Sans surprise (et ce n’est pas un reproche), les titres les moins saturés sont parmi les plus plaisants. Que ce soit Bare Bones, qui ouvre l’album avec une pétulance gospelisante, Hard Learned et son sertissage de cordes et de chœurs très seyants, ou Ain’t None Watered Down, qui oscille entre une rythmique à la Creedence et un refrain bluesy sur lequel la voix de Tyler est comme un poisson dans le whisky. Même Good Thing, desservie par son refrain fleur bleue, parvient sur ses couplets à dandiner du fondement avec un certain charme boueux. Midnight Oil est un efficace final dont le swing country rock permet au groupe de montrer ce qu’il sait faire de mieux. Les guitares sont délicieusement granuleuses, les riffs claquent, les mélodies vont droit au but, la section rythmique cabriole avec aisance, bref, tout va pour le mieux dans le meilleur des bayous. N’étant personnellement pas un mordu de southern rock, je suis forcément moins conquis par Tennessee qui, comme l’indique son titre, est le genre de rengaine sudiste qui insiste. Vraiment. Rien, absolument rien, il faut le savoir, rien du tout, mais rien, décidément, rien, rien au monde, non rien, rien de rien, je regrette, rien ne vaut Nashville, Tennessee. Le genre de sentimentalisme yankee à l’ancienne qui aura une prise moins assurée sur nous autres rejetons de la vieille Europe. Mais passons, car la chanson n’est pas foncièrement mal troussée dans son genre un peu vétuste.

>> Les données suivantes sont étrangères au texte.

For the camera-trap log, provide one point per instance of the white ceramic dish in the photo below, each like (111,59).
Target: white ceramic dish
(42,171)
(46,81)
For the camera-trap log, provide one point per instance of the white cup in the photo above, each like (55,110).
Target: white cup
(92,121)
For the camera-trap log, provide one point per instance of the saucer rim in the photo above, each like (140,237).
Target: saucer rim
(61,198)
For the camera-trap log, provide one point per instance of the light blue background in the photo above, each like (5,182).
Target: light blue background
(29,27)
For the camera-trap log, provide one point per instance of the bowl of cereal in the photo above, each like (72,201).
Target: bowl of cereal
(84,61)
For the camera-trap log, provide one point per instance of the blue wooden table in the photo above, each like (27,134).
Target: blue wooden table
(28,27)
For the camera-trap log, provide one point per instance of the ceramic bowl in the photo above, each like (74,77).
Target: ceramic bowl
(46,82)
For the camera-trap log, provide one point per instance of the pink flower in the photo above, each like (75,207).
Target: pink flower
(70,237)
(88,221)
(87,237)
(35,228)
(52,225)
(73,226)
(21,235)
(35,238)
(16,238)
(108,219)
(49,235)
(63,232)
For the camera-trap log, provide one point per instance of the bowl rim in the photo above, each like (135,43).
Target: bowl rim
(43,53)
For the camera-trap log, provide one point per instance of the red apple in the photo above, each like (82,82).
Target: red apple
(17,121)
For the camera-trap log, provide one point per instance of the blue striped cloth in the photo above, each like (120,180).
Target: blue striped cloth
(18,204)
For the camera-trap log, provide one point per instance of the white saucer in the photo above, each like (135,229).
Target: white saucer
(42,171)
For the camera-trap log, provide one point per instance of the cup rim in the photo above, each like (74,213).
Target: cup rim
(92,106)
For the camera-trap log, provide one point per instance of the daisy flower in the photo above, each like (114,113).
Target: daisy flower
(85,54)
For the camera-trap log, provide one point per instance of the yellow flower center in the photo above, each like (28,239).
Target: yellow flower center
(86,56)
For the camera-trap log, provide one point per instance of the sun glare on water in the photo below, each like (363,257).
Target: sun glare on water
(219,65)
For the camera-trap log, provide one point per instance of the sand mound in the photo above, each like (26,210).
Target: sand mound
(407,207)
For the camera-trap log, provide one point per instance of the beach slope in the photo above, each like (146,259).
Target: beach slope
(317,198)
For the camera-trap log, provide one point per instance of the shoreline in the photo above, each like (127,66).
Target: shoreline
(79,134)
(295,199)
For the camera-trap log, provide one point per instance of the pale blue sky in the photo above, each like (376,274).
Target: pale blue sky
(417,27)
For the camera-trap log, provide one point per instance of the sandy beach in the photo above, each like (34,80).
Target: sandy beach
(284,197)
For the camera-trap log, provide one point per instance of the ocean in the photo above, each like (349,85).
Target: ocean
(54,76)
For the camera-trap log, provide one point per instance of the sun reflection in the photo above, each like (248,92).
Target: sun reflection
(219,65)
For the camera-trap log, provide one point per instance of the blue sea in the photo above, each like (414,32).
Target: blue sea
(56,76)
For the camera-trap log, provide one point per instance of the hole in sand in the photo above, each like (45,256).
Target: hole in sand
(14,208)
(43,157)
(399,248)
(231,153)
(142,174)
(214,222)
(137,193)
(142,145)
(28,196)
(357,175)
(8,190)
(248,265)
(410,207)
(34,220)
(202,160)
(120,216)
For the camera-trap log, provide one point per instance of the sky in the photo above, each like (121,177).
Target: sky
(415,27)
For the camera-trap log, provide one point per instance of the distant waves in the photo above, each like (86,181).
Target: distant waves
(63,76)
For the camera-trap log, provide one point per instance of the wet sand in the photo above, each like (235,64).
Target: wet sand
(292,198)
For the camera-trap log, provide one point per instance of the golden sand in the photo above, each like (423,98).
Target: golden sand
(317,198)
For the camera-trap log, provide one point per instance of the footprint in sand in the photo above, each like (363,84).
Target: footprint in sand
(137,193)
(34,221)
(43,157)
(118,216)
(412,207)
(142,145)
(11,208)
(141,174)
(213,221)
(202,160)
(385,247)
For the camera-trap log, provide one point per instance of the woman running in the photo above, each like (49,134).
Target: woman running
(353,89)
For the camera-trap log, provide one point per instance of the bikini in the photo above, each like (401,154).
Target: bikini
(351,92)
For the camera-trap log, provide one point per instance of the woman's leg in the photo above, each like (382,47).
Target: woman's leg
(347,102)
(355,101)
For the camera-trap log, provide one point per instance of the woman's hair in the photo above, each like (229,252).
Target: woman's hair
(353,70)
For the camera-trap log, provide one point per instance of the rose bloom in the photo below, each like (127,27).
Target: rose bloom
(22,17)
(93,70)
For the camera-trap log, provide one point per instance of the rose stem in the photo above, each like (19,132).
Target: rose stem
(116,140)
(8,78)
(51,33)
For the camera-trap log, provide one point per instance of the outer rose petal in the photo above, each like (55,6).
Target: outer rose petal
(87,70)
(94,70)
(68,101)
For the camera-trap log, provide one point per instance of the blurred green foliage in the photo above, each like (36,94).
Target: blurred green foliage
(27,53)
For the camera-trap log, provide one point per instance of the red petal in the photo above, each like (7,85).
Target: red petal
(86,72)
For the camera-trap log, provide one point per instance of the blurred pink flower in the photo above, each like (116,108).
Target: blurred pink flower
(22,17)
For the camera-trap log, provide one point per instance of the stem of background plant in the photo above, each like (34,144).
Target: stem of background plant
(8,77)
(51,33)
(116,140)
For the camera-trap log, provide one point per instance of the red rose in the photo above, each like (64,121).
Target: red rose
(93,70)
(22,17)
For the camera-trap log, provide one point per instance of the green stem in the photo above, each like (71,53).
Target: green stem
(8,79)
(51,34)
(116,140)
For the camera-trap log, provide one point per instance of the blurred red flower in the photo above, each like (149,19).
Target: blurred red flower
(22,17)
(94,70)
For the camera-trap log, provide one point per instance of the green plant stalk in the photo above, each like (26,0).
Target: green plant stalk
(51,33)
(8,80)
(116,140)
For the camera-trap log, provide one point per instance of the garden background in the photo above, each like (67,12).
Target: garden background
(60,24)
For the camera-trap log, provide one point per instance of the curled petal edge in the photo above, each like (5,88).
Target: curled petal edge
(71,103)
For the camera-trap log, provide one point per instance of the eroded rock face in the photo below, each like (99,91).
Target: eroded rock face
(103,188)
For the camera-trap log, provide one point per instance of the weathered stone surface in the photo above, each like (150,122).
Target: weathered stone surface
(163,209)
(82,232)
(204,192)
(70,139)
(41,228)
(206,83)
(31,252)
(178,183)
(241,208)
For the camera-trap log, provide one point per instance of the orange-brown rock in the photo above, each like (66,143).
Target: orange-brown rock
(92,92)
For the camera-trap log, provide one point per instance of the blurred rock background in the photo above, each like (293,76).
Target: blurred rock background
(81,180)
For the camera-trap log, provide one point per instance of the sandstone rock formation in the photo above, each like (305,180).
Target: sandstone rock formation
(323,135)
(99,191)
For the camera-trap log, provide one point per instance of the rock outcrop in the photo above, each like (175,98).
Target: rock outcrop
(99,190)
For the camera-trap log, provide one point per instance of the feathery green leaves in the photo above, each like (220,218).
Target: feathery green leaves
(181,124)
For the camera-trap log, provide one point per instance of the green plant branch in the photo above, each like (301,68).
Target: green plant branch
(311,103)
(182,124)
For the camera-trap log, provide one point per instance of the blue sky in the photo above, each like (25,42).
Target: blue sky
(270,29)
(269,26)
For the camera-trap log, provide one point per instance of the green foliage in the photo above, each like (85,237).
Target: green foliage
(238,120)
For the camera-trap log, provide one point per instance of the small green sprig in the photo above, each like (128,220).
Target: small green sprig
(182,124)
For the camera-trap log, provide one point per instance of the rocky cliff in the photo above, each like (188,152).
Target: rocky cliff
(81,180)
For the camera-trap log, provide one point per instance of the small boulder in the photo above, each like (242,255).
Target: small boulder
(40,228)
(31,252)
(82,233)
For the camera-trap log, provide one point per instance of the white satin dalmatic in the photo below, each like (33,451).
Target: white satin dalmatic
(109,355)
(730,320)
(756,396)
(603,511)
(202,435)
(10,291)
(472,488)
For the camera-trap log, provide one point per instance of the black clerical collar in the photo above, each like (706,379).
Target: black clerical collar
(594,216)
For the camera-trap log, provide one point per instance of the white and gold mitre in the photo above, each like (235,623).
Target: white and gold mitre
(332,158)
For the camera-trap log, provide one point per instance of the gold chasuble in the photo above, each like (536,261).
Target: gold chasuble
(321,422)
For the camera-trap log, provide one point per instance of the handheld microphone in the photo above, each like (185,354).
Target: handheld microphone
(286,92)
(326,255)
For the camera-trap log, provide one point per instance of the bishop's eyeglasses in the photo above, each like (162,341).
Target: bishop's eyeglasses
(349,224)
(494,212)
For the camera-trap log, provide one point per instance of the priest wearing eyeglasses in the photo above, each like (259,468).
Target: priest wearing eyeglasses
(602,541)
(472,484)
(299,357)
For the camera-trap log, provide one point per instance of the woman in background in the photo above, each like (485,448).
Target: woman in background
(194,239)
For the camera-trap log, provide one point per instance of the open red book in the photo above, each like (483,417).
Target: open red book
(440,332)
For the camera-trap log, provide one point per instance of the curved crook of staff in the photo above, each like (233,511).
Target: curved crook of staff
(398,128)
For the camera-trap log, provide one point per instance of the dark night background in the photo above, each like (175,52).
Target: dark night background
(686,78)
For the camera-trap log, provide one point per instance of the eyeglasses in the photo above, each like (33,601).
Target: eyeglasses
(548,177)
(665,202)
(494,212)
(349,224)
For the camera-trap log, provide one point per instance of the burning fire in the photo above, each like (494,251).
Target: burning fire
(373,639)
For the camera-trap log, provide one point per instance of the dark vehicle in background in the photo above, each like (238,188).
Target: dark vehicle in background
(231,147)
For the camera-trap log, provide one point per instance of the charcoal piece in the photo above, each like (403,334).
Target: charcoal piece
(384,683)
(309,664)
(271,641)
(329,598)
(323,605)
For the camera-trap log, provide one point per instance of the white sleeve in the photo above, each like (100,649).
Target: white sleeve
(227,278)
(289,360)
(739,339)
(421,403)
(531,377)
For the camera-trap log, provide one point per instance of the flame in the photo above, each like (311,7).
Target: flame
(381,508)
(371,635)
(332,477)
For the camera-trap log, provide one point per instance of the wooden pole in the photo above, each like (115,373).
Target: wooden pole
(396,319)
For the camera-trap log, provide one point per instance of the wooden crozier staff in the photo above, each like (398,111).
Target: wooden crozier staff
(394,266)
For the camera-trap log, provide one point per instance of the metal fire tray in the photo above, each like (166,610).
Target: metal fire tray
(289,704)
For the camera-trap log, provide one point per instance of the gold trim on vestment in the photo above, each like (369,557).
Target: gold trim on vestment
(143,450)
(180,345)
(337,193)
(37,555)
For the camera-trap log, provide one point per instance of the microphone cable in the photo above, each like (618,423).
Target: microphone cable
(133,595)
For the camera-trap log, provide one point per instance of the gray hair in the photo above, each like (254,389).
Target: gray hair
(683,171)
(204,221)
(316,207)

Si l’on cherche le rougeoiement des potards, Ghostrider, Shackles et Sunday No Show sont moulés dans ce bronze ténébreux qui donnait bien du charisme à Soundgarden, avec toutefois un ingrédient à nuancer. En filant la référence, on se rappelle que le charbon rythmique du Jardin Sonore atteignait son point de combustion par le frottement aux braises ardentes du larynx de Chris Cornell qui, sur ce terrain, n’était rien de moins qu’une force de la nature. La voix de Tyler a beau avoir ses avantages (notamment celui, non négligeable, de ne jamais donner dans le brame permanenté façon Whitesnake), elle n’en conserve pas moins quelques limites évidentes. Dans le cas présent, la placer devant une production aussi lourdement goudronnée revient plus ou moins à atteler une semi-remorque à une trottinette. Ce qui, vous en conviendrez, ne peut fonctionner qu’au prix d'une sacrée dose de persévérance. Par chance, c'est une notion que Tyler affectionne, et les compositions se révèlent agréables (Sunday No Show est peut-être la moins marquante des trois), boostées par des guitares qui ferraillent avec vaillance. Pour autant, l’énergie du groupe et la voix de son frontman semblent plus à leur avantage sur la machinerie rétro-seventies de Roots et Sell Yourself. La première puise judicieusement chez les Black Crowes pour sculpter un groove sudiste débraillé et la seconde est le genre de titre rock sans chichis susceptible de figurer dans une saison de Peaky Blinders. Off The Rails, avec son riff AC/DCesque lancé sur les chapeaux de roue, menace de verser dans la caricature avant de finalement valider l’exercice. Sans maîtriser l’art de l’œillade espiègle à la Suffragette City, la bande à Tyler insuffle suffisamment de gouaille dans son exécution pour éviter le fossé. Ouf.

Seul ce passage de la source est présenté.